The Volkswagen Type 3 (sold as Volkswagen 1500 and later Volkswagen 1600) was Volkswagen's dream successor to the Beetle and offered more space and luxury than that legendary, but already dated, Beetle.
A VW TL 'Fastback'? That was my first car. I bought it from the garage where my father's Simca 1501 Break was being serviced. The dark green VW would be fine technically. As a conscript, I paid 300 guilders for it. The car was crispy around the headlight rings, wheel rims and at the A columns. Everywhere. actually. I refined that brittleness nicely solid under the motto: “First old newspapers, then fiberglass mat, then polyester, putty and sanding, sanding and sanding and brushes. At the time I was proud of the result. Now I wouldn't be that anymore. I think. And a good driving TL for 150 euros? It won't be him anymore either.
The VW type 3, new but familiar
In terms of technology, this series was still Beetle based, but characteristic differences were the torsion bars that swept over the full car width and the subframe that carried the drive. The Type 3 was built from 1961 to 1973. The Fastback was presented for 1965. This new, large VW was for sale as a sedan, as a fastback and as an estate car. The cars were supplied with 1.500 and 1.600 cc engines. And those engines were naturally air-cooled four-cylinder boxers.
Only now popular again
It took quite a long time for classic enthusiasts to get their hands together for this series of Volkswagen cars sold millions of times. Now that interest is growing, it is noticeable how few Type 3s have remained. The conservative buyers bought the 'Pontons', the sedans. The practical thinkers went for the Variant (called 'squareback' in the US). That station car version was the topper with such an 43, 5% share of sales. It was also delivered behind the driver without side windows. Porsche dreamers and dynamic bon vivants bought Fastbacks.

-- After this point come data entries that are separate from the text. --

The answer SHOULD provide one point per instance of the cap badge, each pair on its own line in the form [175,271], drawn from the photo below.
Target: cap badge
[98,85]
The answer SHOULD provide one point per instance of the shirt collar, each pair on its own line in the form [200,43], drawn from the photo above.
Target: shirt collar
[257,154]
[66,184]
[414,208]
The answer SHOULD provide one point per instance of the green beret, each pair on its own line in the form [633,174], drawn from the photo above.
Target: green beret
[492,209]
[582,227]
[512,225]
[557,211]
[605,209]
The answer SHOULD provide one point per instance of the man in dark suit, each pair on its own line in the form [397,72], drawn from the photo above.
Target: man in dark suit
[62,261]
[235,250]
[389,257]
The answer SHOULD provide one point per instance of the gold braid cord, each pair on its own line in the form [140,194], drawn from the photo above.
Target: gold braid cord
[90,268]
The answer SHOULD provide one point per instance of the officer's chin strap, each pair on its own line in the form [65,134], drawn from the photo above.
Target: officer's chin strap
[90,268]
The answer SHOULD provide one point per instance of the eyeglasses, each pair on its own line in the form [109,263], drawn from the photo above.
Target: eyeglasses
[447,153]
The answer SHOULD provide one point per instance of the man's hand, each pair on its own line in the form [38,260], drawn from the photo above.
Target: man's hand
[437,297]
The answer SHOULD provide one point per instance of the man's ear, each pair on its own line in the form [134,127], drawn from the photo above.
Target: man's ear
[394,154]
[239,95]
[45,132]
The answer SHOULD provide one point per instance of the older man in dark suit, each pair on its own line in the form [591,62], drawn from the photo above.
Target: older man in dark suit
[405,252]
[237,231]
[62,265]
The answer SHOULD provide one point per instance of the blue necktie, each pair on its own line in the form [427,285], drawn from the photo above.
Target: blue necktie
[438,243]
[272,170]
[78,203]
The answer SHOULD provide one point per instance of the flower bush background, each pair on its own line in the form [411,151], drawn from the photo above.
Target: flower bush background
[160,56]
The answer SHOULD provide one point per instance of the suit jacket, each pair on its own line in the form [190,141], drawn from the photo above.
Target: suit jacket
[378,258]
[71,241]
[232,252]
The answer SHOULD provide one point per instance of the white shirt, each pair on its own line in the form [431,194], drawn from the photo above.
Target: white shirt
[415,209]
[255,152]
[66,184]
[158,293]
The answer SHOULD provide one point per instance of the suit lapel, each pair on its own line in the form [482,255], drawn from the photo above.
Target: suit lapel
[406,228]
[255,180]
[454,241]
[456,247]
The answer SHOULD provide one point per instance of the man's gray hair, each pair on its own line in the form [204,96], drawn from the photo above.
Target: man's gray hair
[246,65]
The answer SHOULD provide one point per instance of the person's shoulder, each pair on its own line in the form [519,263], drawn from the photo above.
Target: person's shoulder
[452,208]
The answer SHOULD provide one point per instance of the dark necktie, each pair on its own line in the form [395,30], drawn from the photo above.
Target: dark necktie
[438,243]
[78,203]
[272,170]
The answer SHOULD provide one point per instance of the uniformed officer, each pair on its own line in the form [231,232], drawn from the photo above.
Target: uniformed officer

The 1500 and 1600 were, just like Beetles, driven by cost and experience considerations by a rear-mounted air-cooled four-cylinder boxer engine with 1.493 cc and 1.584 cc, which supplied 45 and 54 hp in carburetor versions respectively. As an injector, he delivered the same power. But did he need less gas for it. From 1967 there was a choice between a manual four-speed or automatic 3 gearbox
The pancake block
Due to the Beetle concept - including the wheelbase - to maintain, Volkswagen with this model with limited development costs a large mid-range in the program, where the Ponton and the TL version both under the front cover and under the tailgate offered luggage space. The luggage spaces were not too high, but still ... The reborn boxers had their fan on the crankshaft. Therefore, the overall height of the engines was very low (approx. 48 cm). The nickname 'pancake block, pancake engine or trunk was soon born after that. By the way, the technicians came up with a well-functioning cooling system for such a 'packed' engine. In terms of cooling, the T3 with its flat oil cooler avoided a notorious Keverk ailment: the third cylinder lost its tendency to overheat.
Other than the beetle
Such a Type 3 drives very differently from a Beetle. The other torsion bar suspension and the angled rear wishbones make the ride in these Volkswagens much smoother. In addition, the VW feels 'big & mature'. For a modern 'full-sized' Dutchman, a Beetle is often a somewhat tight housing. This Fastback really feels like an 'automobile. And you look out over a nice long nose. That is always nice. In September 1968 the T3 got this longer nose. It looks good on him. And that the abbreviation TL (Touren Limousine) became popularly called “Traurige Lösung” or “Traurige Line”. Well, just look at the most recent Opel advertisement: “We Germans have no humor…”. They say so themselves.